Wizz Air has slots for 29 new routes from Gatwick this summer, but will they happen? Four are unserved from London, while Wizz Air from Luton already serves 80%. It’s a very different picture at Gatwick, though, where seven in ten would be new to its route map this year.
Wizz Air UK has received slots at London Gatwick to start 29 new routes this summer, examining Airport Coordination Limited’s Start of Season Report for S21 shows. This excludes five routes listed (Athens, Lanzarote, Malaga, Malta, and Tenerife South) but which have already been announced or started. Wizz Air’s UK unit had 3,594 slots approved for nearly 855,000 seats.
Shows Wizz Air’s intention
None of the 29 routes have been announced yet, and they might not be given there’s no certainty Wizz Air will get slots in summer 2022 and onwards. However, it shows the ultra-low-cost carrier’s (ULCC) intention in terms of route development and its desire to grow at Gatwick, which became a base in October 2020 with one aircraft.
A month later, Simple Flying showed that the ULCC was unhappy that slots at the airport remained unused and were a stumbling block to its development.
80% of routes are bookable from Luton
Wizz Air has 23 of these 29 routes bookable from its Luton base, with Luton by far the largest airport in its network and its first base in the UK. This raises the question of what will happen to these routes at Luton should they launch from Gatwick. Will they still be served? And, if so, at the same or lower frequency? Or would Wizz Air switch them to Gatwick and then launch a raft of new routes from Luton instead?

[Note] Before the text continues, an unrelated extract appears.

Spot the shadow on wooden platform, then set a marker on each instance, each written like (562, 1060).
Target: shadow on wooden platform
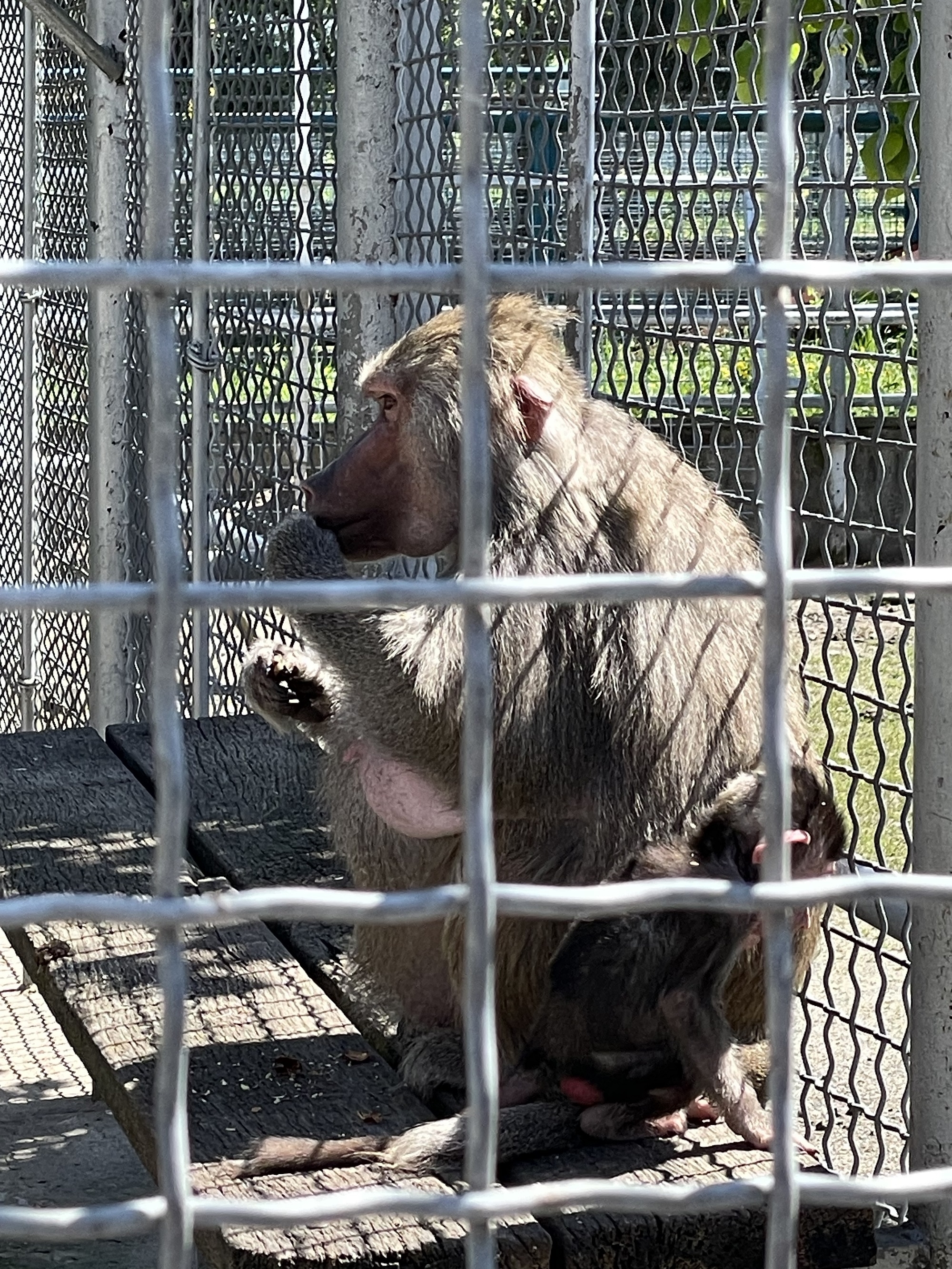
(272, 1032)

Six routes are not served from Luton – Alghero, Kutaisi, Nis, Odesa, Szczecin, Yerevan – although Kutaisi and Szczecin were served previously. All six airports are in the ULCC’s network, so the continued importance of ‘connecting the dots’, which is a simpler and cheaper way of expanding.
See below for a list of which routes are and aren’t bookable from Luton.

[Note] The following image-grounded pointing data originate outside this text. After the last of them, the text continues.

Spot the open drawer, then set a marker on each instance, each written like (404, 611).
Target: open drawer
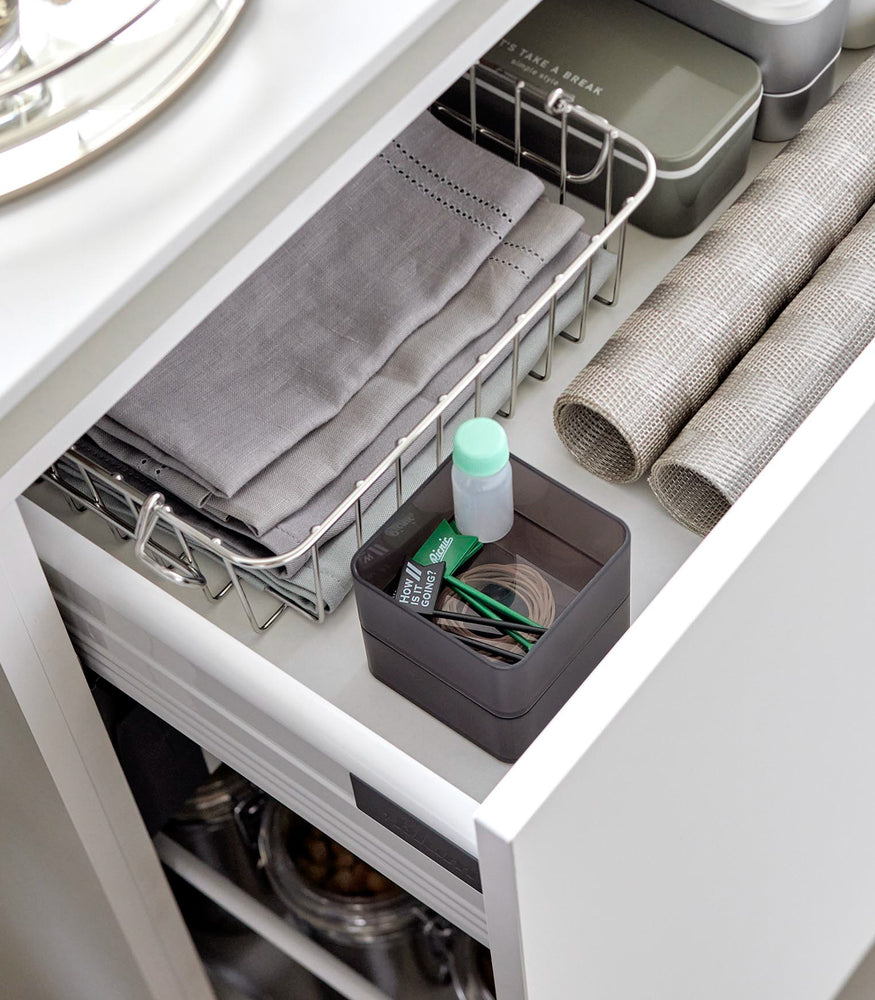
(701, 803)
(695, 819)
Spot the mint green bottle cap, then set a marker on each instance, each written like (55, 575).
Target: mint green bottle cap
(480, 447)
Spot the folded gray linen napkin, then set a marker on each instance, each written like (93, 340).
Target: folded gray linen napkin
(288, 349)
(325, 454)
(624, 408)
(773, 388)
(336, 552)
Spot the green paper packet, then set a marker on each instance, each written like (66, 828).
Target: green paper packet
(446, 545)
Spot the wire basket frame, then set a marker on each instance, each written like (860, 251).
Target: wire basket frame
(136, 515)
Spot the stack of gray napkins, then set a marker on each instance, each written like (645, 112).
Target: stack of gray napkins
(267, 414)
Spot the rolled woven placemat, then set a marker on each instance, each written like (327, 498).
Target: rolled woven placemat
(621, 412)
(773, 388)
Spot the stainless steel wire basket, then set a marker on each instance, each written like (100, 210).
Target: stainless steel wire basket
(171, 545)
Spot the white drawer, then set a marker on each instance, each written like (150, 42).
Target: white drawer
(710, 780)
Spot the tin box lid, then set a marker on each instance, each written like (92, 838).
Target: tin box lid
(777, 11)
(677, 90)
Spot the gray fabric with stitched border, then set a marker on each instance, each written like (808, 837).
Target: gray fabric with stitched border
(336, 553)
(513, 276)
(288, 349)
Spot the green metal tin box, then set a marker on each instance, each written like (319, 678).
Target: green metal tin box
(692, 100)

|Routing||Already served by Wizz Air from Luton?|
Four routes unserved from London
Kutaisi, Nis, Odesa, and Yerevan are all unserved from London. Yerevan is a decent-sized market before demand stimulation, with booking data obtained from OAG Traffic Analyzer showing that around 25,000 flew indirectly in 2019. At some 2,249 miles, it would be a long route from Gatwick, but still shorter than its coming Cardiff to Sharm El Sheikh (2,534 miles). It’d also take up much of an aircraft’s time, although four sectors could still be had in one day.
Nis, meanwhile, has been after London for years, while Odesa had nearly 19,000 passengers indirectly. Another Ukraine destination, Kharkiv, was served by Wizz Air from Luton between November 2018 and February 2019. According to the UK’s CAA, it did poorly, achieving a seat load factor (SLF) of just 49%, based on 11,904 seats and 5,869 passengers.
Kutaisi serves the whole country
Kutaisi-Luton operated between June 2017 and March 2020 with an estimated SLF of 81% in 2019. The link with Kutaisi was not to serve the city area itself, which is small, but instead to serve the whole country, despite Tbilisi being some 155 miles away. The Chief Business Development Officer at the United Airports of Georgia has previously said that 80% of Kutaisi passengers continue to Tbilisi.
Georgian Airways served Tbilisi-Gatwick non-stop between 2017 and 2020. But despite the non-stop, it was a very unserved market, with over 35,000 flying indirectly to London in 2019. There’s currently no sign of Georgian Airways returning to London, so the further explanation for this possible route with Wizz Air.